Yentob and Deller talk Bowie
By Charlie Phillips 03 September, 2012
I wrote a couple of weeks ago about my bubbling excitement for Bowiefest, London's tribute to the greatest man of the 20th Century (don't argue). It happened this weekend and it surpassed those high expectations, especially in the closing event at which Jeremy Deller interviewed Alan Yentob about the making of Cracked Actor - in Deller's words, Bowie's Oscar-winning performance, despite being a documentary.
You can look back at some of the manic excitement for that panel and the general festival on the Bowiefest Twitter Feed, referencing Bowie's bottom and all other crucial Bowie obsessive subjects. The ICA was packed with fans of the man of all ages and shapes, which is the way with this reclusive person on whom you can project anything you like. The fandom was especially cranked-up in the post-Cracked Actor Q&A where the audience asked delightfully geeky questions such as what room the "Bowie Watches Films" sections were shot in (Answer - David Puttnam's studio in Hollywood), who else was in the car in the famous "Fly in My Milk" section (Answer - only Coco Schwab, the driver, and Yentob and his crew of two), and why Earl Slick and the other musicians on the tour didn't get more screen time (Answer - Yentob was making a doc about Bowie alone and his post-Ziggy personal demons, so cutting to a musician happily noodling on his guitar would have broken the spell)

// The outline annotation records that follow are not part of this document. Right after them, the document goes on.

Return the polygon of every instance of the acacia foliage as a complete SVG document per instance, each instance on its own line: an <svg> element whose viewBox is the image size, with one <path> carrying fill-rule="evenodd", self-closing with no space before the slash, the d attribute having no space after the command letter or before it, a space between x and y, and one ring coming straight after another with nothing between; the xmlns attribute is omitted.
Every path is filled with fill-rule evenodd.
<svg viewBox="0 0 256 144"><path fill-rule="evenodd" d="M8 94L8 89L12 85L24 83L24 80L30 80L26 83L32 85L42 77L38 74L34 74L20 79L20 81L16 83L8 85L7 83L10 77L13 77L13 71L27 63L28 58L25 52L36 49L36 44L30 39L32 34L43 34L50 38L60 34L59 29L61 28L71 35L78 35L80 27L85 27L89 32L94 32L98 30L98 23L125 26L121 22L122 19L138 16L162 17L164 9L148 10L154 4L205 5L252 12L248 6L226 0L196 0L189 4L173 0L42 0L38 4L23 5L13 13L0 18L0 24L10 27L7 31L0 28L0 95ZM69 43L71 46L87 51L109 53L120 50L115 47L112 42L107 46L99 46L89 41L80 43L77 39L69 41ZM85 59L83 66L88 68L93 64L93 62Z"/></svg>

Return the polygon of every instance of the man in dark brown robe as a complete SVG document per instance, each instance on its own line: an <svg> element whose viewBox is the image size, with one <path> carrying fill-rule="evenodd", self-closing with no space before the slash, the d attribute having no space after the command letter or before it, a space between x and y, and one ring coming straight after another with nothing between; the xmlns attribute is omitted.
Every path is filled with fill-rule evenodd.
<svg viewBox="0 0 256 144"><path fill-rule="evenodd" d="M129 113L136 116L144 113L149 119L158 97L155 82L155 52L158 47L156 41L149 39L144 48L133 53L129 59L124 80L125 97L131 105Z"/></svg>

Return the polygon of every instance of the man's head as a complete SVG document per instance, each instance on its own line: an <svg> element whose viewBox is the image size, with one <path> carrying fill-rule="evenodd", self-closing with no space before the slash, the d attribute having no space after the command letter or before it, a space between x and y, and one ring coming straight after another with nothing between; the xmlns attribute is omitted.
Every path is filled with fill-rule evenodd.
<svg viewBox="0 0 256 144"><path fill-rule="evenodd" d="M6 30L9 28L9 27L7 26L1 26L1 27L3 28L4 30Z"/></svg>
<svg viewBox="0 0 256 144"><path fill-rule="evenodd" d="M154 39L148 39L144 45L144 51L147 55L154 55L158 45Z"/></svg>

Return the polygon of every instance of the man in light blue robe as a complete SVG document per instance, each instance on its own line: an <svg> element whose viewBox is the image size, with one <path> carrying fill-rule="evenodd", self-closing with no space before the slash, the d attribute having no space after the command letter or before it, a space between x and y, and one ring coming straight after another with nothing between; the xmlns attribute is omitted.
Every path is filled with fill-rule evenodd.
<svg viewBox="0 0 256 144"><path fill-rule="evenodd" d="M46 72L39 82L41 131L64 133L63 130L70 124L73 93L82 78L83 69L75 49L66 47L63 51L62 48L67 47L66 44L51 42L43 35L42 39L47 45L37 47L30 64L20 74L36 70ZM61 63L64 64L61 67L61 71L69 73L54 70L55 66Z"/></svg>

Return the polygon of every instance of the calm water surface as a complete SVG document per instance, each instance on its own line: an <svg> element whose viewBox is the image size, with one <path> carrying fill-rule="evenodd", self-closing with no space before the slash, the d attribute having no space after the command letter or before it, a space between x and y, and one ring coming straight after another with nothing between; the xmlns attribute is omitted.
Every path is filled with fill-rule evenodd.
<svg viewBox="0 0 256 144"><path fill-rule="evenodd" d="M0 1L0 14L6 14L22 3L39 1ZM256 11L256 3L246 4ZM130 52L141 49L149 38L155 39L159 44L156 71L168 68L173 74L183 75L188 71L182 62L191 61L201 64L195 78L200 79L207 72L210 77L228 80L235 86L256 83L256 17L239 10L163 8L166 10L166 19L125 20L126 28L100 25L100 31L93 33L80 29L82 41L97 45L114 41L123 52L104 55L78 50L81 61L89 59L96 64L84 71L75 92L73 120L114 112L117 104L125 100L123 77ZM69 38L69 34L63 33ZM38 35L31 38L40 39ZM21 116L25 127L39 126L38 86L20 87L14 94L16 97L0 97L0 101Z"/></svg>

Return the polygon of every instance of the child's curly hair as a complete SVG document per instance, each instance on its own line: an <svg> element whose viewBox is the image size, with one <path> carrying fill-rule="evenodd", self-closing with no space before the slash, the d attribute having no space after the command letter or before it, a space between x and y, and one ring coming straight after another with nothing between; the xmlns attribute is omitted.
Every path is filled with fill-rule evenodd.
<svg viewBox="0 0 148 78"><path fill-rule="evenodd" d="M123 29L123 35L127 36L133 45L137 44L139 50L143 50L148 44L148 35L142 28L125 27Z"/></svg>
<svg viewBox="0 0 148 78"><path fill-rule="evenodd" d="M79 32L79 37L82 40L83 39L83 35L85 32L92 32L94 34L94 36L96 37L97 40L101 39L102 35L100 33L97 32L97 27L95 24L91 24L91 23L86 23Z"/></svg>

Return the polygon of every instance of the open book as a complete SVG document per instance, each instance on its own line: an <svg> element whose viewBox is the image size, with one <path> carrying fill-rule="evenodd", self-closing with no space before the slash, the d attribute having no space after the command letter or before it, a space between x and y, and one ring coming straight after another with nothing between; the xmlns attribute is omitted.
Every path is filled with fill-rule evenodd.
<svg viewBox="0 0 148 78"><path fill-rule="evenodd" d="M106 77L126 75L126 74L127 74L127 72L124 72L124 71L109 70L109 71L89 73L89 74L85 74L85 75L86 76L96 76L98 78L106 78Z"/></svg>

However, the most questions were around the existence or otherwise of Yentob's rushes - he doesn't know where they are, or so he claims anyway. The tantalising possibility of one day seeing Bowie's entire Hollywood Bowl '75 concert, plus hours of him delving in his costume chest, traveling in cars and drinking milk, is too much to bear for lots of Bowie fans. Equally, just as unbearable would be if they'd been destroyed or lost, which is sadly probably the more likely option. But if they are out there somewhere, Yentob said half-jokingly that they could be released into the public domain and everyone could cut their own Bowie '75 to match their own picture of him, It'd be perfect - like Bowie cutting up lines of text in one of his more troubled moments in the film, or like the way all his fans imagine him to be a mythical jigsaw creation of a million cool influences, we could all recut our own Bowie doc.
It probably won't happen, but in the absence of any new music or film from Bowie imminently (or maybe ever), it's a good thing to play with in your imagination, isn't it? Though we might not have to entirely imagine a new Bowie on-screen presence of sorts because Yentob also hinted at making the definitive retrospective of Bowie at some point. I'm not sure I like that idea - there's a mass of Bowie videos on youtube, themselves a brilliant multi-vocal retrospective, some of which are amazingly peculiar, and we can feel like we all own them and dance around to them.
Whatever happens with the next chapter of Bowie on Film, it probably can't compare to the opening night of the festival, with a packed cinema singing along and whooping to the final Ziggy Stardust show in Pennebaker's classic. A special communal music doc experience that people left with very big smiles on their faces.
Well done Bowiefest, you made a lot of people very happy!